Já o estágio 3 do MTD caracteriza-se pela redução nas taxas de fecundidade. São vários os fatores que a explicam. Um dos mais poderosos é a urbanização. Se, em zonas rurais, crianças são sempre uma mão a mais para ajudar, além da "aposentadoria" dos pais, nas cidades a coisa não funciona bem assim.
Para começar, garotos pequenos são menos úteis em ambientes onde não é necessário carregar água nem procurar lenha. Também deixam de representar o futuro de pais que tenham acesso a sistemas de previdência. Alimentá-los, acomodá-los e enviá-los à escola significa, na verdade, um custo.
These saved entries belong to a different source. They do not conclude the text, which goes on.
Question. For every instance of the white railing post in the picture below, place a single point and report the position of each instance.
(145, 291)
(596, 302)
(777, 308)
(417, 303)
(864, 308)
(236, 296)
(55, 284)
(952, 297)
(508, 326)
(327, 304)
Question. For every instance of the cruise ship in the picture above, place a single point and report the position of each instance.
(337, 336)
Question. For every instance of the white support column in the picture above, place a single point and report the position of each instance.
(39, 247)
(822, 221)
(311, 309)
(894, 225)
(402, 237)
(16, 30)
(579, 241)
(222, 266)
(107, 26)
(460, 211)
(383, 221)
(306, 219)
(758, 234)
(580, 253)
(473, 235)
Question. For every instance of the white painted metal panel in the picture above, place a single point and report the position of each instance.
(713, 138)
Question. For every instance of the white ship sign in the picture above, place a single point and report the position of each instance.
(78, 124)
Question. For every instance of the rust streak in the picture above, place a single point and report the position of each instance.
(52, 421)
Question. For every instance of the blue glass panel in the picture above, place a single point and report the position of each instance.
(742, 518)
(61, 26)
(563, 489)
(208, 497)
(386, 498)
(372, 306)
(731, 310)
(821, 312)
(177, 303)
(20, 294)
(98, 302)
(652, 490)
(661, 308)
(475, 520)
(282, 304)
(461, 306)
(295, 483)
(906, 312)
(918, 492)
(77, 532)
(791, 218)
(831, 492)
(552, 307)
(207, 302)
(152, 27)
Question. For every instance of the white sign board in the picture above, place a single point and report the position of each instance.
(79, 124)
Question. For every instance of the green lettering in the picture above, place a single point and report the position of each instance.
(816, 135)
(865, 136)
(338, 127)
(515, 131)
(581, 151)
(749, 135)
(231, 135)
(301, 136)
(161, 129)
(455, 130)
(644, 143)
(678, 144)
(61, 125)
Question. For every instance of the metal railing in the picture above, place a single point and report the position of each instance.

Some-se isso à escolarização das mulheres, que descobrem os meios e os motivos para evitar filhos, e a fecundidade pode cair bastante drasticamente. Foi o que ocorreu no Brasil, que completou em poucas décadas o percurso que a Europa levou séculos para percorrer.
Reduções para baixo do 2,1 filhos por mulher (taxa de reposição) não implicam queda abrupta da população. Como a expectativa de vida aumenta e a população envelhece, cria-se uma situação em que convivem três, até quatro gerações.
Nessa fase, também ocorre o que os especialistas chamam de janela demográfica, na qual a proporção de trabalhadores na ativa é mais alta, produzindo o enriquecimento da sociedade. Essa janela se fecha quando a coorte de idosos que já não trabalham ganha preponderância.
No estágio 4, fecundidade e mortalidade são baixos e a população para de crescer, mas não necessariamente de envelhecer. Alguns autores propuseram a criação de uma fase 5, que não integrava o MTD original, no qual as mortes já superam os nascimentos. É nessa situação que se encontram alguns países europeus.
Os desafios aqui são tentar manter a viabilidade dos sistemas de previdência e de saúde, bem como a riqueza material da sociedade. A resposta mais óbvia é a imigração estrangeira. O problema é que ela implica mudanças culturais com as quais nem todos estão dispostos a arcar. O resultado têm sido conflitos e xenofobia.